By David F. Rooney
A movement to save the trees on Mount Macpherson from logging planned for this summer is growing in strength and it plans to flex that muscle with a rally on May 21.
“At the moment we have collected 2,428 signatures (on a petition),” said the ad hoc organization’s spokeswoman, Carol Prince. “68% are from BC, 16% are Albertans. 36% are from Revelstoke.”
That’s not all they’re doing. They have a website at savemacpherson.org with videos, testimonials and documents that support their argument that the slopes above Highway 23S are too valuable as a driver for tourism to be logged.

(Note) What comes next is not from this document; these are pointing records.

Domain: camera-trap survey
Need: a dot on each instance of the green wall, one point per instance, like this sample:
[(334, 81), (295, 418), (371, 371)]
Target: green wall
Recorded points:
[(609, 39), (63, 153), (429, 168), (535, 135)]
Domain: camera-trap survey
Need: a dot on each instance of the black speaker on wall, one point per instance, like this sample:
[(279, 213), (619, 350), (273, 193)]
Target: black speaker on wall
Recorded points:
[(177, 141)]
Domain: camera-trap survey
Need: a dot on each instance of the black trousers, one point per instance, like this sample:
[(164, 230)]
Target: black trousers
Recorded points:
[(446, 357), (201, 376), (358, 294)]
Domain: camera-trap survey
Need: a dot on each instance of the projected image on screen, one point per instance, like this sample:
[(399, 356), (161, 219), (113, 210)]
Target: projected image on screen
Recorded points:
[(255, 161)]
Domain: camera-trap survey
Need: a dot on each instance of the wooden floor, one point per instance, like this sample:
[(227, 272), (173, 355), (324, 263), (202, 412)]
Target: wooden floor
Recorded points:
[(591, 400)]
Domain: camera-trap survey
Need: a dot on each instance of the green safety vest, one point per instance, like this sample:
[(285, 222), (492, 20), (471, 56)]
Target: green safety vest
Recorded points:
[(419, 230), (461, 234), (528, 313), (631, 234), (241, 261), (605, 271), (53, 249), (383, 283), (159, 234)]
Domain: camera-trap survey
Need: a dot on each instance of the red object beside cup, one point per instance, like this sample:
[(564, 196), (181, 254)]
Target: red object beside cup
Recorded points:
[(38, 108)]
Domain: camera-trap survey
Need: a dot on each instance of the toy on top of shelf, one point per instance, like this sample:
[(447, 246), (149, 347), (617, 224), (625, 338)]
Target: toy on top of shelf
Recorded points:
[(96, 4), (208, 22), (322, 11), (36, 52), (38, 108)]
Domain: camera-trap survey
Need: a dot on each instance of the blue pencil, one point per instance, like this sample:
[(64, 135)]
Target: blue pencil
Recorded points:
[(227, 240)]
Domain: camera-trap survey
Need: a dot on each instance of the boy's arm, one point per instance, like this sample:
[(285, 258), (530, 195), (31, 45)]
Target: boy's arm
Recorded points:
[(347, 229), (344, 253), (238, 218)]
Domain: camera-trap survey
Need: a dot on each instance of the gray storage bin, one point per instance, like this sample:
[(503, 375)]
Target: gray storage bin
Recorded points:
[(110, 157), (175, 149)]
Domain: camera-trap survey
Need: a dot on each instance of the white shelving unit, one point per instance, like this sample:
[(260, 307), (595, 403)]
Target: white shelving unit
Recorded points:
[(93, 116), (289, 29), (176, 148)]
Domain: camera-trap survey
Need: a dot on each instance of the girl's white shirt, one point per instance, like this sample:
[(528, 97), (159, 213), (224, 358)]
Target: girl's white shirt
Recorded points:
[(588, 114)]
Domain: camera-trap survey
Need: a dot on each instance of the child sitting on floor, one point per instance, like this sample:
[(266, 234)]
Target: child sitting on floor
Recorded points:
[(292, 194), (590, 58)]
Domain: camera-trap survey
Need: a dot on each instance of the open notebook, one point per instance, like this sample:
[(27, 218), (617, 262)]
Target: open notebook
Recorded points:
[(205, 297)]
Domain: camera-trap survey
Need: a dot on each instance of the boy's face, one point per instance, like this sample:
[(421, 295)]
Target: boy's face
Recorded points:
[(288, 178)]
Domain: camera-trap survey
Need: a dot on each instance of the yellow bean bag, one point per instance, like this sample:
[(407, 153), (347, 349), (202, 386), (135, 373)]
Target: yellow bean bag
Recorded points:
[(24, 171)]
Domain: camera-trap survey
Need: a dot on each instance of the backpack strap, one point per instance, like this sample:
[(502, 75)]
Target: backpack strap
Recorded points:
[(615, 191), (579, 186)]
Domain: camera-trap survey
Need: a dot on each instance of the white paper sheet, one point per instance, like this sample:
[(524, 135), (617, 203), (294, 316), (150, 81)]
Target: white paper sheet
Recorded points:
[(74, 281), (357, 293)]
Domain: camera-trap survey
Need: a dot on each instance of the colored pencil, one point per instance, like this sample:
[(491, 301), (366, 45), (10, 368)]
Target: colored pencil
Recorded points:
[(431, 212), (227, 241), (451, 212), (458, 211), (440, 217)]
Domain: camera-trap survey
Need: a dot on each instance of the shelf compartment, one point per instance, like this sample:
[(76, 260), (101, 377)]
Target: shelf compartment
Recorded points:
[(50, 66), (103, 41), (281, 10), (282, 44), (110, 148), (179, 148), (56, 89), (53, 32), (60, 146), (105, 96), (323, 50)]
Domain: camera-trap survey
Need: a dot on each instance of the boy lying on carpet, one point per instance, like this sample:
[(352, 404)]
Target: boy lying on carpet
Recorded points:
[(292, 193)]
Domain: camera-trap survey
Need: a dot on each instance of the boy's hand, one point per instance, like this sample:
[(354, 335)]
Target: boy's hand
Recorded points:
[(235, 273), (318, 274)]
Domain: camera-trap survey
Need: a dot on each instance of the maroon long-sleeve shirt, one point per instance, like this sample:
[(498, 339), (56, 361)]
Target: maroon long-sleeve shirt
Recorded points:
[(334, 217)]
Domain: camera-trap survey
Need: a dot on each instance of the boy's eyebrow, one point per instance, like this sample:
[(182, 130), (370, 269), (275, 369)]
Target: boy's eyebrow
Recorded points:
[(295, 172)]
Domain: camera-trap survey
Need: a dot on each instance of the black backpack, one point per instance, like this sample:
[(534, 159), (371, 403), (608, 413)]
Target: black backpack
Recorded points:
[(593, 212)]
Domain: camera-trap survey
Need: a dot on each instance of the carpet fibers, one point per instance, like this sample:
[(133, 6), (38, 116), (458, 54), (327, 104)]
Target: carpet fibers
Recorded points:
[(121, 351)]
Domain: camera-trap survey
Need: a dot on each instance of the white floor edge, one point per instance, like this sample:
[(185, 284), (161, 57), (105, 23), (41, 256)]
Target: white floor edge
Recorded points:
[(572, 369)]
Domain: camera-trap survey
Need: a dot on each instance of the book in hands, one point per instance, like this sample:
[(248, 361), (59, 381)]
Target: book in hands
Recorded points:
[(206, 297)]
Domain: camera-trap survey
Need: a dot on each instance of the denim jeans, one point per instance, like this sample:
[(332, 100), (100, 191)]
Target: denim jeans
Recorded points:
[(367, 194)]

One of those documents is a brief analysis produced by Chamber of Commerce Tourism Coordinator Megan Tabor in 2014 says the area’s trails were used by 3,716 mountain bikers that summer. She estimated that they pumped $215,528 into Revelstoke’s economy.

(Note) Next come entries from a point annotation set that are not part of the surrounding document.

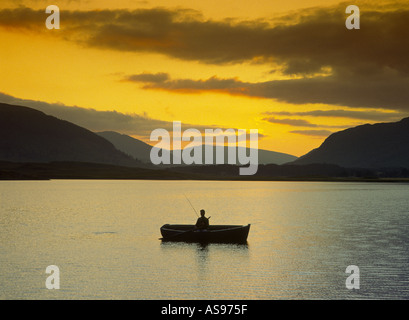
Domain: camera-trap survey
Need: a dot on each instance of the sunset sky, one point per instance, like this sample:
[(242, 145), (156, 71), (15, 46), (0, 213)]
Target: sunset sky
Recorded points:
[(290, 69)]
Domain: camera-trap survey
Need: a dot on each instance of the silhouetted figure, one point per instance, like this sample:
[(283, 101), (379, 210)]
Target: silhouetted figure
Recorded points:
[(202, 222)]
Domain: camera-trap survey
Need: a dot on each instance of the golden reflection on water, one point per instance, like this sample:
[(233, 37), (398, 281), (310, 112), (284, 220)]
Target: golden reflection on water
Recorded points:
[(103, 235)]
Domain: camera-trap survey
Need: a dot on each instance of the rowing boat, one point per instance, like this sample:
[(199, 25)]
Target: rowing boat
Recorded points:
[(214, 233)]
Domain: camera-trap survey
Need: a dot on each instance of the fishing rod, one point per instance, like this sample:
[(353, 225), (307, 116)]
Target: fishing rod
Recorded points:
[(191, 205)]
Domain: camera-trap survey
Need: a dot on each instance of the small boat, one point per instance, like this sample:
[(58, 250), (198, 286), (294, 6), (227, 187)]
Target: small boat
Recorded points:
[(214, 233)]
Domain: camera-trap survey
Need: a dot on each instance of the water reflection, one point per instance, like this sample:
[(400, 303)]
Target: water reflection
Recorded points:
[(209, 258)]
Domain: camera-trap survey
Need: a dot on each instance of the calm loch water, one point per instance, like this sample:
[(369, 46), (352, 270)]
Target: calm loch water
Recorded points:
[(103, 236)]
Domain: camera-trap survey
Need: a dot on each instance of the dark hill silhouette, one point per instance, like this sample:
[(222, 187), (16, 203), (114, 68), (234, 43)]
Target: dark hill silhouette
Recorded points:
[(131, 146), (28, 135), (141, 150), (381, 145)]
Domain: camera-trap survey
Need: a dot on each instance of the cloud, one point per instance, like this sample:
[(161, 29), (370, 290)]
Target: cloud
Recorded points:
[(291, 122), (94, 120), (131, 124), (373, 115), (364, 68), (314, 133)]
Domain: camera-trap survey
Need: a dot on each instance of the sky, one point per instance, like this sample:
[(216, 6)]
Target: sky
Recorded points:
[(290, 69)]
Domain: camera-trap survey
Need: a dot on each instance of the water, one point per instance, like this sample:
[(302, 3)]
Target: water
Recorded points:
[(103, 236)]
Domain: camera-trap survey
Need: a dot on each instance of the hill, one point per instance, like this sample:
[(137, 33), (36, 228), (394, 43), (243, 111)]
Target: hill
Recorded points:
[(381, 145), (28, 135), (141, 150)]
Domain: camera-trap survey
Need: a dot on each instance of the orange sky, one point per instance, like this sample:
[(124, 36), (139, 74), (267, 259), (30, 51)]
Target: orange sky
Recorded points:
[(65, 67)]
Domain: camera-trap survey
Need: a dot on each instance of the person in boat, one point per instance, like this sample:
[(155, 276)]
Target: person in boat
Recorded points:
[(202, 222)]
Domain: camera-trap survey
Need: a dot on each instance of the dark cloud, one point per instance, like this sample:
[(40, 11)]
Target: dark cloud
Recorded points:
[(373, 115), (94, 120), (364, 68), (291, 122), (132, 124), (314, 133)]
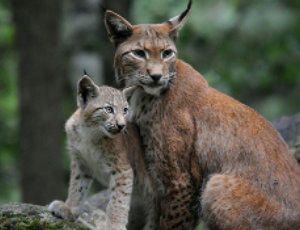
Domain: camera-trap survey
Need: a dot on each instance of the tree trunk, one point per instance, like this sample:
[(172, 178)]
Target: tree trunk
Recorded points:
[(40, 90), (121, 7)]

BC Timber Sales (BCTS) plans to permit logging operations on 21.3 hectares on Macpherson this summer. (Please click here to see a map of the permit area.) That 21.3 ha area includes:
- 1.2 ha of existing roads;
- 6.8 ha of wildlife tree retention area (not harvested and adjacent to the TNT trail as per the bike club request); and that leaves
- 15.3 ha that will be harvested.
Many local residents are unhappy with that. Over the last several years the Nordic Ski Club has developed a small lodge and rigged lights to illuminate its cross-country trails. That works extremely well for skiers and during the rest of the year mountain bikers flock there to ride the trails. The beauty of Macpherson’s forested slopes draws locals and out-of-towners back again and again. Logging, they fear, will mar the area and drive riders away.

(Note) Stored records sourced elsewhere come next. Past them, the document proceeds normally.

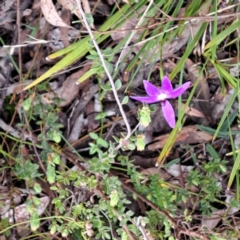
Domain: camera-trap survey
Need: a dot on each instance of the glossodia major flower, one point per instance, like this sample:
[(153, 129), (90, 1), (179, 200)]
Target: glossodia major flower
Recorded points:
[(156, 94)]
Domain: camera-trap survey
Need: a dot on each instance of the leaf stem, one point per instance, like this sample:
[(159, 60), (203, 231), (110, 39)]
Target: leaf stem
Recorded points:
[(105, 68)]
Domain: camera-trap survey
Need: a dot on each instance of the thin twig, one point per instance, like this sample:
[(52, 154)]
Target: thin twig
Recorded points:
[(105, 68), (132, 34)]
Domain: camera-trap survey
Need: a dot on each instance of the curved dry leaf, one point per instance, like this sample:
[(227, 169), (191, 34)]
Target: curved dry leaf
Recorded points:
[(70, 5), (202, 90), (187, 135), (51, 14), (193, 112)]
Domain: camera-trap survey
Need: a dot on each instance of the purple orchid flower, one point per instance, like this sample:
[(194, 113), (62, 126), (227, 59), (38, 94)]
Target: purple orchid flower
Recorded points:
[(161, 95)]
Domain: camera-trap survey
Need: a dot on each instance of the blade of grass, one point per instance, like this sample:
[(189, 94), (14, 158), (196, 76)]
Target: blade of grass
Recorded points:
[(228, 107), (223, 34)]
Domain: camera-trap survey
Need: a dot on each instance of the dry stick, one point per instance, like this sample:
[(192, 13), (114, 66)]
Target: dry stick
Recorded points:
[(132, 34), (105, 68)]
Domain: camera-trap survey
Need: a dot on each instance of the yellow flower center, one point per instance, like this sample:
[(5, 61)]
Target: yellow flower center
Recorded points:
[(162, 97)]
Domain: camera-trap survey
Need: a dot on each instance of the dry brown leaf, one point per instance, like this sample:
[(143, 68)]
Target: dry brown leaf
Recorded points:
[(187, 135), (72, 6), (202, 90), (212, 221), (192, 111), (20, 213), (51, 14)]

As Community Economic Development Director Alan Mason noted in a 2015 report to City Council, “with the enhancement of the trails systems, the recreational activities that take place on these trails have become important tourism attractions for the community, and we are seeing increasing numbers of skiers and mountain bikers accessing the trails.”
As most Revelstokians will recall there was a strong outcry when logging began in the nearby Begbie Falls area in 2013. That’s when people realized that a long-term plan for managing the area created back in the 1980s no longer had any legal standing.
All parties to this current situation have invested money and effort to achieve their own particular goals. The forestry companies are already major contributors to the success of our economy while the recreation groups that are beginning to realize major success have their own economic ambitions for the area. And everyone needs to remember that even though Revelstoke and its residents regard these areas as ‘theirs’ City Council has no jurisdiction over any activity at Mount Macpherson or nearby Begbie Falls.
The petition now being circulated is not the first one intended to block logging on the mountain. A 2015 petition bearing 1,660 signatures was sent to City Council and Mayor McKee did lobby Forestry Minister Steve Thomson, but Prince suggested that Council is not being very proactive at this point in time and time is running out.
“We haven’t had a lot of support from City Council,” she said in an interview on Saturday, May 7.
“It’s important to stress that this is not an anti-logging thing at all. We all recognize the value of the timber industry and the role it plays in our economy. But it seems like there is a lot of logging tenure out there and not a lot where outdoor recreation has been developed.”
Meanwhile Columbia River Revelstoke MLA Norm Macdonald was to speak with Thomson on Tuesday afternoon, May 10.
“As you know, I have long fought for a return to local decision making,” he told the minister in a formal letter sent ahead of their meeting. “I have stated many times my view that the best decisions are made by those who are closest to the land base, and the greatest wisdom sits within a community. I stand with the people of Revelstoke in their desire to improve the way decisions are made on our land base.”
Mcdonald also posted the Save Macpherson Facebook group on his page with the following caption: “My inbox has been filled with email from people in Revelstoke, and who care about Revelstoke, asking for the provincial government to create more inclusive land use policies. This is one of the biggest issues across my constituency – the loss of local decision making on our landbase since the BC Liberals came to power in 2001. Keep speaking out for what you believe in. In the end, that is the only way that we ensure our democracy remains healthy and strong.”
The location for the rally has yet to be determined.